Above: The Minneapolis Sculpture Garden. Photo by Shari L. Gross • shari.gross@startribune.com. Below: Artist Angela Two Stars. Photo credit: Eric Papenfuss.

Come fall 2020, the Minneapolis Sculpture Garden will be home to a new indigenous public art commission by artist Angela Two Stars, an enrolled member of the Sisseton Wahpeton Oyate. The sculptural artwork will make connections between land, water and language. The location of the piece has yet to be chosen.

“I am thrilled with the selection of Angela Two Stars as our next commission for the Minneapolis Sculpture Garden,” said Walker Art Center executive director Mary Ceruti. “I know visitors to the garden will find it welcoming and generous.”

The St. Paul-based Two Stars also is the director of All My Relations Arts, a Minneapolis gallery committed to producing shows by contemporary American Indian artists. She was chosen from 50 national and international submissions.

"My piece is inspired by my grandfather and his legacy of work in language revitalization, so it is truly an honor to be able to create work that honors those working in language programs," said Two Stars, when reached via email. "I am grateful to be able to create work that honors the land and water of Mni Sota as well as my ancestors and future generations of Dakota people."
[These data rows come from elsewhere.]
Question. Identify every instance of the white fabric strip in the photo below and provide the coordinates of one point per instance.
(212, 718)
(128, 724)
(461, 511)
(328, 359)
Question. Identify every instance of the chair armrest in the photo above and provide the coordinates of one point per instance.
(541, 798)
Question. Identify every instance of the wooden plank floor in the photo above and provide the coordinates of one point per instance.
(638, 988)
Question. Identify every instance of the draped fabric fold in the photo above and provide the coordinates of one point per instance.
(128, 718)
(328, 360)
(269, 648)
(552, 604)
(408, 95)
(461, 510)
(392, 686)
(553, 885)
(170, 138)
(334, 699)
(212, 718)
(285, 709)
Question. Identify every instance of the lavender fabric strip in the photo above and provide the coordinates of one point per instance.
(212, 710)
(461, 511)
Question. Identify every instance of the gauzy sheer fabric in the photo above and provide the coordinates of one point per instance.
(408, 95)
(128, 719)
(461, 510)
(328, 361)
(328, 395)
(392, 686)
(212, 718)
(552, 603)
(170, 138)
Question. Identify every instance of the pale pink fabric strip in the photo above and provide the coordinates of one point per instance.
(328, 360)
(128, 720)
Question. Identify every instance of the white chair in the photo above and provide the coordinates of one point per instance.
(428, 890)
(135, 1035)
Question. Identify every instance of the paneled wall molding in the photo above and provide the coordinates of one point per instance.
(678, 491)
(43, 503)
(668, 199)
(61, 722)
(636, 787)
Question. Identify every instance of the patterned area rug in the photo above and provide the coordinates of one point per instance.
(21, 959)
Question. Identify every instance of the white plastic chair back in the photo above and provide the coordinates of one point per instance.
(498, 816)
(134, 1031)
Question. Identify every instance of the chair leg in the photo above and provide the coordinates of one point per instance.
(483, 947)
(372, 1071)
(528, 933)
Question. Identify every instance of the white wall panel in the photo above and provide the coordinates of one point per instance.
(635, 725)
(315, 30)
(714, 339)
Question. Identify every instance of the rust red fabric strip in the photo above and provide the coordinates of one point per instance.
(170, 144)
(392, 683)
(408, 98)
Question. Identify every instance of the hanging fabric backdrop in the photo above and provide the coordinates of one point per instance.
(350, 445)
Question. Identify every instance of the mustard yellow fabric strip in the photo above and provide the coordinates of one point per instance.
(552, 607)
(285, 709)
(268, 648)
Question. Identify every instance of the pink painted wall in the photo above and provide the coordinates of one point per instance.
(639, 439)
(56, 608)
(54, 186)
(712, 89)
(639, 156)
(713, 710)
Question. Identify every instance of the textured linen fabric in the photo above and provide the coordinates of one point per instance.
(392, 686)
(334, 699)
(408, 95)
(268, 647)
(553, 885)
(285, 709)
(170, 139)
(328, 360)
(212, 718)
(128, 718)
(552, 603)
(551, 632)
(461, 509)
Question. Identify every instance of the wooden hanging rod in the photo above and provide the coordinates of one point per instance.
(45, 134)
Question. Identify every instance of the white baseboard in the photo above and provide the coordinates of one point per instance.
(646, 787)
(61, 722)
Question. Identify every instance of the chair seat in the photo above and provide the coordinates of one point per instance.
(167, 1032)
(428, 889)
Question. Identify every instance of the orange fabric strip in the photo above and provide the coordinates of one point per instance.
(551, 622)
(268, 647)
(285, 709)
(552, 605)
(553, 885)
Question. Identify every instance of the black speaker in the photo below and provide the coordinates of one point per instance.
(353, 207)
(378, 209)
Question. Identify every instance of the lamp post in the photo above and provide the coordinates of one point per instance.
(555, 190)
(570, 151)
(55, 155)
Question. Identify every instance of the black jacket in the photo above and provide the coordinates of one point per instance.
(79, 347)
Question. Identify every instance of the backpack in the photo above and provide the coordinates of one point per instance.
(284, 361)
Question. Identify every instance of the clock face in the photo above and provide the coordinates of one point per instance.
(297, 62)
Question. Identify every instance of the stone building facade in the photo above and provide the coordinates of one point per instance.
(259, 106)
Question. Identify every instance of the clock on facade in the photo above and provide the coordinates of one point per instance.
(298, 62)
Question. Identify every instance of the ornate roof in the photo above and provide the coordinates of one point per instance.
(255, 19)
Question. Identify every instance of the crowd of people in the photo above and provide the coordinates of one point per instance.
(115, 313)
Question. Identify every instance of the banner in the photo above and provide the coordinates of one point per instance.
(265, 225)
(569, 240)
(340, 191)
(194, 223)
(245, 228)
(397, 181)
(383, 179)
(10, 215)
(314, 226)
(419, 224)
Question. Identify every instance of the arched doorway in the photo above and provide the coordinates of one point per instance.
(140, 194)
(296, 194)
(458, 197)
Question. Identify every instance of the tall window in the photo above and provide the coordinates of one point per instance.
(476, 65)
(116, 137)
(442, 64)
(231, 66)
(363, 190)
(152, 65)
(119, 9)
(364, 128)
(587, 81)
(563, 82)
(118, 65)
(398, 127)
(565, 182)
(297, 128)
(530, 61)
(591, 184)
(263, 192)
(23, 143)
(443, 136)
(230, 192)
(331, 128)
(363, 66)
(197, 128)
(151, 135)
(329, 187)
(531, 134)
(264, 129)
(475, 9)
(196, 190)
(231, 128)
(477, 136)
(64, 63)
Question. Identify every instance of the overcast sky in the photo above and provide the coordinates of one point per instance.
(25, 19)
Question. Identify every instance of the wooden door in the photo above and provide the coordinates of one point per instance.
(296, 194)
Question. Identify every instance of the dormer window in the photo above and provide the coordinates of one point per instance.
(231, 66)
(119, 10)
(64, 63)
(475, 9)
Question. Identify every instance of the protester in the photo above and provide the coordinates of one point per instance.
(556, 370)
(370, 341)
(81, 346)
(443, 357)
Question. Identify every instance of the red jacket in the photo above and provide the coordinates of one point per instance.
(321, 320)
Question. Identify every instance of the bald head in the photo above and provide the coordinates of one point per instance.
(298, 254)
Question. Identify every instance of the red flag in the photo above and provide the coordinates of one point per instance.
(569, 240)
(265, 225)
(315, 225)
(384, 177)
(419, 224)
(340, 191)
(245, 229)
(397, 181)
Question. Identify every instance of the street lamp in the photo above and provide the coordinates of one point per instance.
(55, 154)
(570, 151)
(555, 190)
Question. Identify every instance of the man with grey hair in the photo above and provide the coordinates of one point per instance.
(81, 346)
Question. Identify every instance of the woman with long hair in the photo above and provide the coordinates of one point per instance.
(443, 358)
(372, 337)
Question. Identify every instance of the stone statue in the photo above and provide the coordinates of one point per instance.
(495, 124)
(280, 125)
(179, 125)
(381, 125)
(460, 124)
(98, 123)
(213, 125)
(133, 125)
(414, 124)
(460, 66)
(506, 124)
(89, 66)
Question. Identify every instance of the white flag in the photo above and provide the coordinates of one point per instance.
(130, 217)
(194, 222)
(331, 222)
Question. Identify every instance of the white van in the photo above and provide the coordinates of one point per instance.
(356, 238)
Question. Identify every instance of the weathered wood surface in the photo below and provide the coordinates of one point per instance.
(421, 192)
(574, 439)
The decision was made between the Indigenous Public Art Selection Committee and then Walker Art Center’s curatorial staff. The Indigenous Public Art Committee, which is made up of seven Native artists, curators, writers and knowledgeable persons in Minnesota, South Dakota and New Mexico, was formed in early 2018, less than a year after the takedown and destruction of L.A.-based Sam Durant’s sculpture “Scaffold.” It was a gallows-like public artwork that included the design of the scaffold where 38 Dakota men were hanged. Minnesota is historically Dakota land, and the hangings took place in nearby Mankato. “Scaffold” caused trauma for the Native communities and relatives of the 38 Dakota men who were executed.

"I have appreciated working with the Walker Art Center, most notably, the fact that they implemented the Indigenous Public Art Committee that informed the call for art that I responded to," said Two Stars. "It encouraged me knowing that my work would be received in a respectful manner by a panel of my Indigenous peers."

Although this is Two Stars’ first public commission for the Walker, she is no stranger to public artworks. In 2017, she collaborated with artists Sandy Spieler and Mona Smith to stamp outlines of deer, eagles, turtle, wild rice, sage and more with their Dakota names onto sidewalks along the south side of Lake Bde Maka Ska. This past spring at All My Relations Arts, she curated the exhibition “Bring Her Home: Stolen Daughters of Turtle Island” about the ongoing epidemic of missing or murdered Native women.

Born and raised on the Sisseton Wahpeton Lake Traverse Reservation in northeast South Dakota, Two Stars left at age 21 with her mom, to go with her to a new job in Michigan. She received her bachelor of fine art’s degree from Kendall College of Art and Design in Grand Rapids, Michigan, in 2017. This will be Two Stars’ first work to enter the museum’s collection.